S2.7 – Reg tight : exploiter la rigidité
Le reg tight est souvent perçu comme un adversaire solide et discipliné. Il joue peu de mains, sélectionne soigneusement ses spots et évite les décisions marginales. Cette approche lui permet de limiter les erreurs grossières et de rester stable sur la durée. Pourtant, cette même discipline crée une faiblesse stratégique majeure : la rigidité. Et la rigidité, au poker, se paie.
La rigidité d'un reg tight provient de son attachement à des ranges fixes et à des principes de sécurité. Il cherche avant tout à ne pas se tromper. Cette prudence le rend difficile à bluffer dans les spots les plus évidents — il a appris à résister aux pressions basiques. Mais elle le pousse aussi à sur-folder dans des situations où l'EV de la défense serait pourtant positive. C'est précisément dans ces zones que l'exploitation se situe.
Pression préflop : le premier levier
La première adaptation consiste à augmenter la pression préflop. Contre un reg tight, les opens en late position, les 3-bets light bien choisis et les vols de blindes prennent beaucoup de valeur. Ce profil défend rarement ses blinds de manière agressive, surtout hors de position — il préfère éviter les confrontations complexes plutôt que de défendre un territoire stratégique. Tant que les sizings restent cohérents et que la pression n'est pas trop visible et répétée, cette dynamique génère une EV régulière et peu risquée.
Postflop, le reg tight a tendance à abandonner rapidement lorsqu'il n'a pas connecté fortement. Il joue souvent en mode "fit or fold" — il paie s'il a connecté, abandonne s'il n'a pas. Sur les textures défavorables à sa range perçue, les c-bets bien ciblés, les double barrels sur des cartes effrayantes et les mises en position fonctionnent régulièrement. La cohérence de ta ligne importe plus que le sizing lui-même.
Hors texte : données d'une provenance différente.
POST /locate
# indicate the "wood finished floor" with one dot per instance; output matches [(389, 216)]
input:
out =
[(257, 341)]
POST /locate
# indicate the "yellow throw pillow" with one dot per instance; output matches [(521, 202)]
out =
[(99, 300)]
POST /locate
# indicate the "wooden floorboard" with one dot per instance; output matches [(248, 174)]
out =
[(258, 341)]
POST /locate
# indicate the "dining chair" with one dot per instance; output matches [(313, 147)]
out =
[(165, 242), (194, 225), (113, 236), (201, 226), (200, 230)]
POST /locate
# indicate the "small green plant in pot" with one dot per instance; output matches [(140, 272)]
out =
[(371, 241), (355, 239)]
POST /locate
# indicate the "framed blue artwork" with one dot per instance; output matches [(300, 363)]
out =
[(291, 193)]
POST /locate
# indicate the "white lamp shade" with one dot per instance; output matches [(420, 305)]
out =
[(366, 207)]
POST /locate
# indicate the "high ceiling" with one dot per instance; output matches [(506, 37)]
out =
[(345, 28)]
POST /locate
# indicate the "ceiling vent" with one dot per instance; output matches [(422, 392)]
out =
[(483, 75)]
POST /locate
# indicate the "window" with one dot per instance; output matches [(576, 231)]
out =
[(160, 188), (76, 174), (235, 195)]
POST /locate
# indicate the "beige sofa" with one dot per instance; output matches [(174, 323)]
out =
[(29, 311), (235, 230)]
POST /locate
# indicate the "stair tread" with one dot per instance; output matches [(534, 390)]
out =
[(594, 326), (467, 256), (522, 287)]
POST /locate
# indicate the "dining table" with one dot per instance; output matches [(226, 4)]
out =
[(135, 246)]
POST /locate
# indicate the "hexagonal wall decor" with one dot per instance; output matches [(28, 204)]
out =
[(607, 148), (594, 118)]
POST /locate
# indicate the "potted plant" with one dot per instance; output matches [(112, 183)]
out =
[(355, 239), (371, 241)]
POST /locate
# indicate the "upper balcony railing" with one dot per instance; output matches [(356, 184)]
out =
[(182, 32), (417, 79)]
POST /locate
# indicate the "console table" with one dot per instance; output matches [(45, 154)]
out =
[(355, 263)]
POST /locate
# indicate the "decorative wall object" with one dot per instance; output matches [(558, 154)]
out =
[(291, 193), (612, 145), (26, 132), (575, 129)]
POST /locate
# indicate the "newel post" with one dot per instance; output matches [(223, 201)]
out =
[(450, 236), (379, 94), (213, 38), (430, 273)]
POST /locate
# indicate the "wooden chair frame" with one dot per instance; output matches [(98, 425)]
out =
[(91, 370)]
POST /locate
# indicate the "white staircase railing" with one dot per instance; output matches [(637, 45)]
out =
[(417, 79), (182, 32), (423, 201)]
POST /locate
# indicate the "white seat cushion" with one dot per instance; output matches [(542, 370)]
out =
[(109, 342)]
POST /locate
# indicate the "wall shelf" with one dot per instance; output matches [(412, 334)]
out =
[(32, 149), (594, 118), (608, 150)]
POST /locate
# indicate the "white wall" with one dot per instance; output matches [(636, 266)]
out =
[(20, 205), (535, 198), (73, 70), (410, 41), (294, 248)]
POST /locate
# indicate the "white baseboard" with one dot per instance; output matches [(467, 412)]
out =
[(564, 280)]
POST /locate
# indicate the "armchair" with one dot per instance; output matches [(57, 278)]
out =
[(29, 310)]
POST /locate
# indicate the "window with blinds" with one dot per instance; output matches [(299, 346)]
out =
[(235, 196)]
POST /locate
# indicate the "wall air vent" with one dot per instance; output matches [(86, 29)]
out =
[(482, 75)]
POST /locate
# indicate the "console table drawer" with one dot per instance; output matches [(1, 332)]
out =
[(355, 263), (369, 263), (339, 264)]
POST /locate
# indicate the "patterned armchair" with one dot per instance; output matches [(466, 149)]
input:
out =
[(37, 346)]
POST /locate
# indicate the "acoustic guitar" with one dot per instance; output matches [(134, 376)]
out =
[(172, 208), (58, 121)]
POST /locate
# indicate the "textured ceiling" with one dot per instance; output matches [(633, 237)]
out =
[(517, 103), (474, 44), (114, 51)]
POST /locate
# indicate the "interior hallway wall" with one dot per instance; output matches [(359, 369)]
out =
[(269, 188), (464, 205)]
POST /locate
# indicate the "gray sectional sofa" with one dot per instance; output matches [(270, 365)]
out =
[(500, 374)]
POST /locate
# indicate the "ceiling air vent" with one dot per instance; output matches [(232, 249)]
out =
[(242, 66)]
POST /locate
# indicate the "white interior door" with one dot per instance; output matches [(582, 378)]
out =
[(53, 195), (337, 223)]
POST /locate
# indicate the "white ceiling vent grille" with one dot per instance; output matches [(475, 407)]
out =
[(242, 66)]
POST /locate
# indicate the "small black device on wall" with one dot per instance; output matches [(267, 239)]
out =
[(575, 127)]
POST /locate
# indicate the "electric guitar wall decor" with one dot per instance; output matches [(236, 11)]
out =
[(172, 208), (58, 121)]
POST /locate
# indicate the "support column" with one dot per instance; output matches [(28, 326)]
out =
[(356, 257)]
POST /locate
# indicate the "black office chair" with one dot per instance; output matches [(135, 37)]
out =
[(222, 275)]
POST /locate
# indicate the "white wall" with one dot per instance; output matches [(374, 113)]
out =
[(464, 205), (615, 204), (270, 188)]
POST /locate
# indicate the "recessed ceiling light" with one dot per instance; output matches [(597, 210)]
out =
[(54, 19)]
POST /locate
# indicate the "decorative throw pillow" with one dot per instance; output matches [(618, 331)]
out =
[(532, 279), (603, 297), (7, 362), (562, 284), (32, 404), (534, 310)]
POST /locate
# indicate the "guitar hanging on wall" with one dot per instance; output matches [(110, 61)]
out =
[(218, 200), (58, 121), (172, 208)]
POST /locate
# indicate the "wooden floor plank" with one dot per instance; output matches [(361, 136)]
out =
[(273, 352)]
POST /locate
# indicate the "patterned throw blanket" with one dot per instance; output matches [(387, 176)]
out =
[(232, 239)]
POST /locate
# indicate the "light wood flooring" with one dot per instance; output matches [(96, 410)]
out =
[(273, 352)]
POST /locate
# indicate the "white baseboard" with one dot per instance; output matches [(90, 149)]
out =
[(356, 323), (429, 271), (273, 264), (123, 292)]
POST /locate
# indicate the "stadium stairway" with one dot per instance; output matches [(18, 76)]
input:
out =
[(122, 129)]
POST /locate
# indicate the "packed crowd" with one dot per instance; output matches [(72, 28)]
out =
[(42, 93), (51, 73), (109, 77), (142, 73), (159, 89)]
Respecter sa force, ne pas sur-exploiter
Il est crucial de respecter les moments où il montre de l'intérêt. Lorsqu'un reg tight call de manière répétée, raise à une street tardive ou effectue un check-raise, sa range est généralement très solide. Chercher des hero calls ou des bluffs trop ambitieux contre cette résistance est une erreur coûteuse. L'exploitation repose sur la pression dans ses zones de faiblesse — pas sur l'affrontement frontal quand il montre clairement de la force.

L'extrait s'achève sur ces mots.